Jeff Wilson is a perfect target if you’re short on assets or just want to avoid the next running back value landmine. In his last two games since taking over the Miami backfield, he is averaging 61% of the snaps, 15 carries, and 4 targets per game in a highly efficient offense. That workload has yielded 17.3 points per game in full-PPR leagues, and likely would be slightly higher if Wilson didn’t miss time with cramps last week.
I would certainly take Wilson over a rookie who has done nothing like James Cook. Jamaal Williams also fits the cheap, productive running back mold, but Williams hasn’t seen a single target in the past four weeks, so I would prefer Wilson due to his passing game involvement and situation in Miami.
You might even be able to get Wilson for a young WR like Wan’Dale Robinson or Romeo Doubs – both are higher on KTC and will likely never amount to much. Wilson has no guarantees of production beyond this year, but most backs don’t, and he at least has a chance to start again for the Dolphins or a different team next season.
WIDE RECEIVER: KEENAN ALLEN (30, LAC)
Keenan Allen has disappointed fantasy managers all season, which certainly contributes to his low cost, but he finally appears to be healthy.
Allen has been a target monster throughout his entire career. He averaged 9.8 targets and 18.3 expected fantasy points per game last season, which ranked 6th among all receivers in both categories. His targets have been slightly down this year, averaging 7.5 targets over the previous two games. But he has played just under 80% of the snaps as the Chargers ease him back.
His PFF grades this year have been pretty much the same as last year, so look for the target numbers to go up slightly as he gets re-acclimated into the offense and plays a full snap share.
I am pretty comfortable taking Allen over most of the players on this list. Other than Calvin Ridley, nobody comes close to the upside Allen possesses, but Ridley obviously isn’t helping you win this season. I could also see an argument for Courtland Sutton if you want to bet on a Russell Wilson bounce-back, but everyone else here is an extreme longshot to ever put up a difference-making season.
I would move any player listed here, other than Ridley, or a contending second-round pick for Allen. He’s likely the most expensive player of the three, but also the most likely to provide production beyond this year.

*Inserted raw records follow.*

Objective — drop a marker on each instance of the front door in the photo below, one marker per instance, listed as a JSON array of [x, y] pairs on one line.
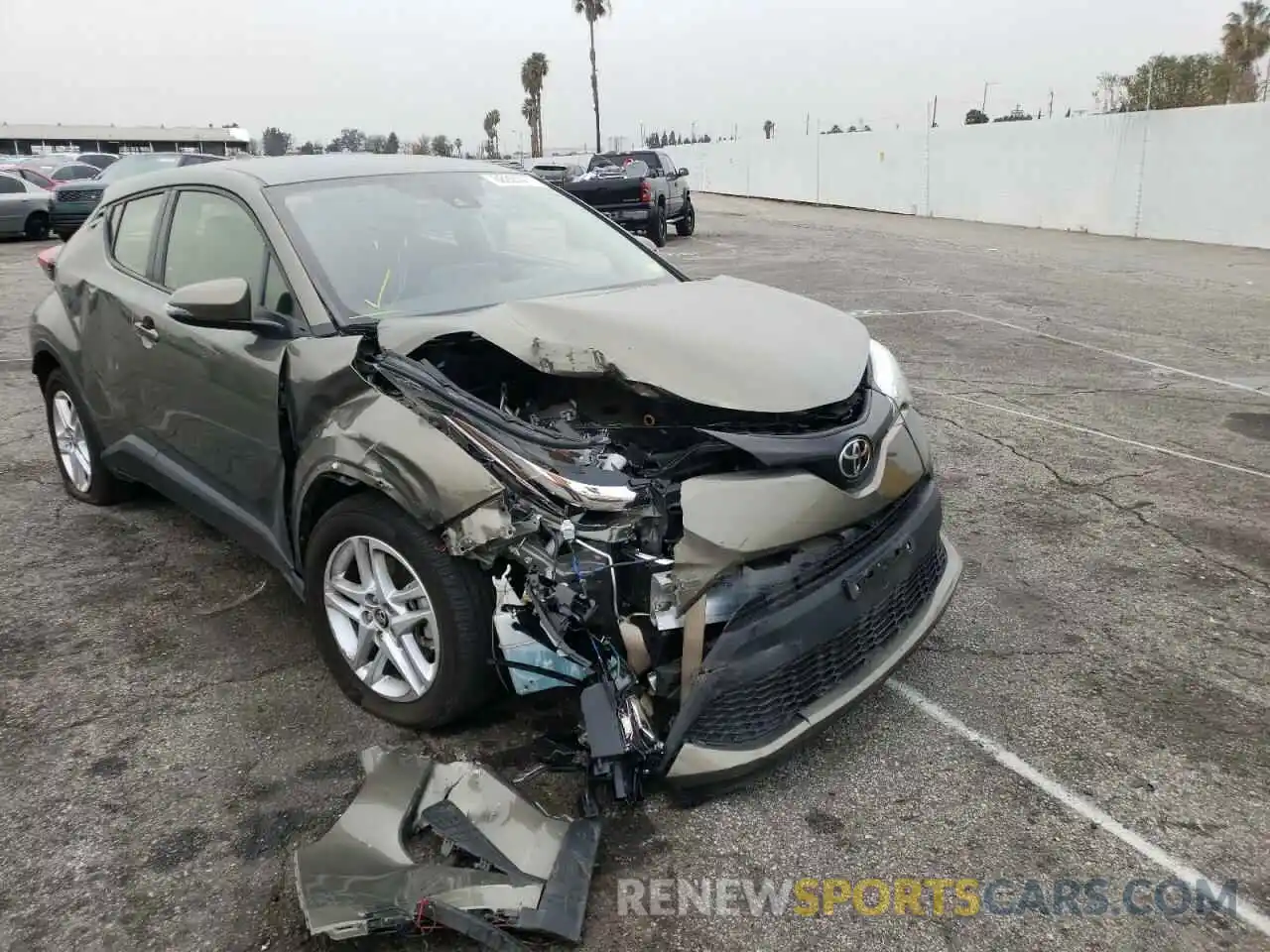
[[13, 204], [211, 397]]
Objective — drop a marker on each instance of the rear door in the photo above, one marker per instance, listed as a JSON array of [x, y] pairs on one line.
[[113, 255], [209, 397], [676, 186]]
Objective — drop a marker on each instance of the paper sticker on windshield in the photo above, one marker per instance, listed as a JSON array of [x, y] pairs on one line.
[[512, 179]]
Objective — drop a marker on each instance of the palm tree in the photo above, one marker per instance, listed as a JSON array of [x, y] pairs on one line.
[[1245, 40], [492, 119], [534, 71], [594, 10]]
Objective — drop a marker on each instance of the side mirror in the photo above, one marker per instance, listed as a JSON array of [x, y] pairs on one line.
[[225, 303]]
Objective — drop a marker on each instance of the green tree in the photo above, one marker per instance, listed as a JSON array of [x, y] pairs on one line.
[[1245, 40], [534, 72], [275, 141], [1179, 81], [490, 125], [350, 140], [594, 10]]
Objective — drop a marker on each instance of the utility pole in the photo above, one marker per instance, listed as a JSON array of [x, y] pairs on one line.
[[984, 107]]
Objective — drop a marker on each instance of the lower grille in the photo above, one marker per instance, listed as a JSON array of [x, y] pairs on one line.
[[752, 712]]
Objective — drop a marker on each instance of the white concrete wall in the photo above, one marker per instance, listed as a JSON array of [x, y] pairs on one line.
[[1188, 175]]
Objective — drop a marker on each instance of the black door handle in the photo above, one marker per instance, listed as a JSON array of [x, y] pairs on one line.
[[145, 329]]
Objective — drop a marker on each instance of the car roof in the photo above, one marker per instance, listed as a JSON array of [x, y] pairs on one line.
[[263, 172]]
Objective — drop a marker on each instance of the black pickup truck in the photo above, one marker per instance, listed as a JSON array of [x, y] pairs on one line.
[[640, 190]]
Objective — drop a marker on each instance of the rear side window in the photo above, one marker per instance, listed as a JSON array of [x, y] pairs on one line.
[[132, 231], [212, 236], [68, 173]]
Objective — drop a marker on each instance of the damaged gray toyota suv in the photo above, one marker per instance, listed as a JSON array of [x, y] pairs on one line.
[[497, 443]]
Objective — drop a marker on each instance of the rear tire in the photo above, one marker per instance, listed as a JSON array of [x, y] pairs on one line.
[[457, 639], [76, 448], [656, 230], [688, 223], [37, 226]]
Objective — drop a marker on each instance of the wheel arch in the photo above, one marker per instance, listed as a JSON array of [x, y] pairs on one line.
[[44, 362]]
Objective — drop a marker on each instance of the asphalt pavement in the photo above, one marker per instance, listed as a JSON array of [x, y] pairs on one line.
[[1092, 707]]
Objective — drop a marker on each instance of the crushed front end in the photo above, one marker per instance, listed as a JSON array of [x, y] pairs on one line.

TIGHT END: DARREN WALLER (30, LV)
If you’re a contender who needs tight end help, you’re in a very tough spot. If you have the assets, I would highly suggest trying to acquire Mark Andrews or Travis Kelce because outside of those two, there are no guarantees at the position. But if you can’t afford the top options and need a cheap option with upside, Darren Waller is my choice.
Just last season, Waller had more expected fantasy points, targets, and air yards per game than Kelce. He was inefficient primarily due to drops and lack of touchdowns but still commanded elite volume. The Raiders offense has been quietly very solid over the past four weeks. Quarterback Derek Carr is averaging 36.8 attempts, 277 yards, and 2.3 TDs over this stretch despite having no proven weapons other than Davante Adams.
If Waller can get back on the field in Week 14, he should return to a hot offense with plenty of scoring opportunities.
Waller has more risk than Jeff Wilson or Keenan Allen, and could definitely backfire if he can’t get healthy, but he is an easy choice over all of these players. Isaiah Likely has flashed some potential this year, but he still ran a 4.88 40-yard dash. Dawson Knox is averaging 7.8 PPR points per game, and Trey McBride has done next to nothing even after Zach Ertz went to IR.
I would look to move one of the previously listed receivers and a third-round pick for Waller, or a second for Waller and a third if you need TE upside.